Enum in C++ is more of a set of named integer constants than a true type, from compile-time checking point of view. However, the C++ standard has this to say [dcl.enum]:
9 An expression of arithmetic or enumeration type can be converted to an
enumeration type explicitly. The value is unchanged if it is in the
range of enumeration values of the enumeration type; otherwise the
resulting enumeration value is unspecified.
"Unspecified" is slightly better than the usual "undefined behavior".

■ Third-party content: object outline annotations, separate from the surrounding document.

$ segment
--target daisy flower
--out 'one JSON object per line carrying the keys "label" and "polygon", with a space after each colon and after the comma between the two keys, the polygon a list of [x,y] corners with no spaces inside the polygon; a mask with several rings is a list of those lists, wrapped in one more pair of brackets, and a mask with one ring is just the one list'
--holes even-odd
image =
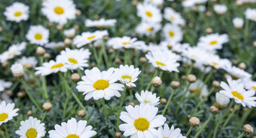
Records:
{"label": "daisy flower", "polygon": [[85,70],[85,76],[81,78],[83,81],[78,82],[76,87],[79,92],[84,92],[83,95],[86,94],[85,100],[89,100],[93,97],[94,100],[104,98],[108,100],[114,96],[121,96],[118,91],[123,91],[124,86],[114,83],[117,79],[113,74],[114,69],[111,67],[101,72],[97,67]]}
{"label": "daisy flower", "polygon": [[63,25],[68,20],[76,18],[75,5],[71,0],[46,0],[42,3],[41,11],[50,22]]}
{"label": "daisy flower", "polygon": [[17,130],[15,133],[20,135],[21,138],[39,138],[44,137],[46,133],[44,130],[44,123],[41,123],[40,120],[36,118],[33,118],[30,116],[28,119],[20,122],[20,130]]}
{"label": "daisy flower", "polygon": [[18,115],[17,112],[20,109],[14,109],[15,104],[12,103],[6,104],[5,101],[2,101],[0,104],[0,126],[3,123],[6,123],[12,119],[12,117]]}
{"label": "daisy flower", "polygon": [[200,37],[197,46],[209,50],[221,49],[222,45],[228,41],[228,35],[227,34],[211,34]]}
{"label": "daisy flower", "polygon": [[143,22],[160,22],[162,20],[161,10],[155,5],[144,2],[137,5],[137,15],[141,17]]}
{"label": "daisy flower", "polygon": [[59,71],[65,72],[68,71],[65,63],[62,61],[54,61],[51,60],[48,62],[43,63],[43,66],[35,68],[37,71],[35,72],[36,75],[47,76],[53,73],[56,73]]}
{"label": "daisy flower", "polygon": [[76,36],[73,39],[73,43],[77,48],[80,48],[87,44],[92,43],[97,40],[102,39],[104,36],[108,35],[107,31],[97,30],[93,33],[89,32],[82,33],[80,35]]}
{"label": "daisy flower", "polygon": [[167,23],[164,26],[162,31],[167,40],[180,42],[183,39],[181,28],[177,25]]}
{"label": "daisy flower", "polygon": [[66,48],[65,50],[60,52],[60,54],[56,56],[56,61],[63,61],[66,65],[68,69],[76,70],[78,68],[84,70],[83,67],[88,67],[87,59],[90,57],[91,53],[89,49],[85,49],[82,48],[80,49],[70,50]]}
{"label": "daisy flower", "polygon": [[224,89],[220,91],[220,93],[229,98],[234,99],[238,104],[241,104],[243,106],[246,106],[250,108],[256,106],[256,97],[252,96],[255,94],[254,90],[246,91],[244,89],[244,84],[238,84],[235,80],[227,79],[228,84],[224,82],[220,82],[220,87]]}
{"label": "daisy flower", "polygon": [[155,106],[160,103],[159,102],[160,97],[156,98],[156,94],[152,94],[152,92],[146,90],[142,90],[140,93],[140,95],[137,93],[135,94],[136,98],[140,103],[149,104],[150,105]]}
{"label": "daisy flower", "polygon": [[22,3],[16,2],[6,7],[3,14],[6,17],[7,20],[16,22],[27,21],[29,16],[29,7]]}
{"label": "daisy flower", "polygon": [[142,103],[140,105],[126,106],[127,112],[122,112],[120,118],[126,123],[119,126],[124,131],[124,137],[132,138],[155,138],[158,131],[154,128],[164,125],[166,118],[162,115],[156,115],[158,109],[149,104]]}
{"label": "daisy flower", "polygon": [[30,26],[26,38],[31,44],[43,45],[49,42],[49,30],[41,25]]}
{"label": "daisy flower", "polygon": [[178,128],[174,129],[174,127],[172,126],[171,129],[168,126],[167,123],[164,126],[164,129],[161,126],[159,127],[158,129],[158,138],[186,138],[186,137],[182,136],[181,133],[180,129]]}
{"label": "daisy flower", "polygon": [[133,65],[129,67],[128,65],[124,66],[121,65],[119,68],[115,68],[114,71],[116,78],[121,82],[122,84],[128,86],[131,85],[133,87],[136,87],[136,85],[133,83],[138,79],[137,77],[141,72],[141,71],[139,71],[139,68],[134,68]]}
{"label": "daisy flower", "polygon": [[68,120],[68,123],[64,122],[61,126],[55,125],[55,130],[49,131],[50,138],[89,138],[96,135],[97,132],[91,130],[92,127],[86,127],[87,121],[80,120],[77,122],[75,118]]}
{"label": "daisy flower", "polygon": [[109,26],[114,26],[116,19],[105,20],[101,18],[98,20],[92,21],[89,19],[85,20],[85,25],[86,27],[106,27]]}
{"label": "daisy flower", "polygon": [[149,63],[151,63],[156,68],[171,72],[173,71],[179,72],[177,67],[180,66],[180,64],[176,62],[177,57],[174,55],[170,55],[171,53],[167,51],[152,51],[146,54],[146,57]]}

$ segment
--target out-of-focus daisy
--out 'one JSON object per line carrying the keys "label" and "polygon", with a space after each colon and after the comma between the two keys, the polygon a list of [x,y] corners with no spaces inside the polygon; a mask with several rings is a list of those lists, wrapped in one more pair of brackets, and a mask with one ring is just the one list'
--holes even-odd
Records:
{"label": "out-of-focus daisy", "polygon": [[104,98],[108,100],[111,97],[121,96],[118,90],[123,90],[123,85],[114,82],[117,81],[113,75],[114,68],[101,72],[98,68],[94,67],[91,70],[85,71],[85,76],[82,77],[83,81],[78,83],[76,89],[79,92],[84,92],[86,94],[85,100],[93,97],[94,100]]}
{"label": "out-of-focus daisy", "polygon": [[20,122],[20,130],[15,133],[24,138],[39,138],[44,137],[46,133],[44,130],[44,123],[41,123],[40,120],[30,116],[28,119]]}
{"label": "out-of-focus daisy", "polygon": [[142,18],[143,21],[159,22],[162,18],[161,10],[156,6],[147,2],[137,5],[137,15]]}
{"label": "out-of-focus daisy", "polygon": [[89,32],[82,33],[81,35],[77,35],[73,39],[73,43],[78,48],[80,48],[87,44],[92,43],[97,40],[102,39],[104,36],[108,35],[107,30],[97,30],[93,33]]}
{"label": "out-of-focus daisy", "polygon": [[12,117],[18,115],[17,112],[20,110],[20,109],[14,109],[15,106],[15,104],[14,103],[9,103],[6,105],[5,101],[2,101],[0,104],[0,126],[3,123],[6,123],[8,121],[11,120]]}
{"label": "out-of-focus daisy", "polygon": [[180,66],[180,64],[176,62],[177,57],[174,55],[170,55],[171,53],[166,51],[152,51],[146,54],[146,57],[149,63],[151,63],[156,68],[170,72],[174,71],[179,72],[177,67]]}
{"label": "out-of-focus daisy", "polygon": [[16,22],[27,21],[29,16],[29,7],[22,3],[16,2],[6,7],[3,14],[6,17],[7,20]]}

Both the C and the C++ standards are kind of confusing on the subject of enums. Both insist that enums are "distinct types" but then both treat them as the underlying integral type. C++ even refers to an italic term "underlying type" which is only sort-of defined when introducing wchar_t.
In summary, wchar_t and enum types are "distinct" but simply mapped to an underlying integral type chosen by the implementation, and this is no doubt due to the need to be compatible with historical enum which was definitely just an int.
Modern compilers typically have options to add more type-like behavior to enums, turning on warnings and errors for various misuses. These can't be a default because they elect non-conforming behavior.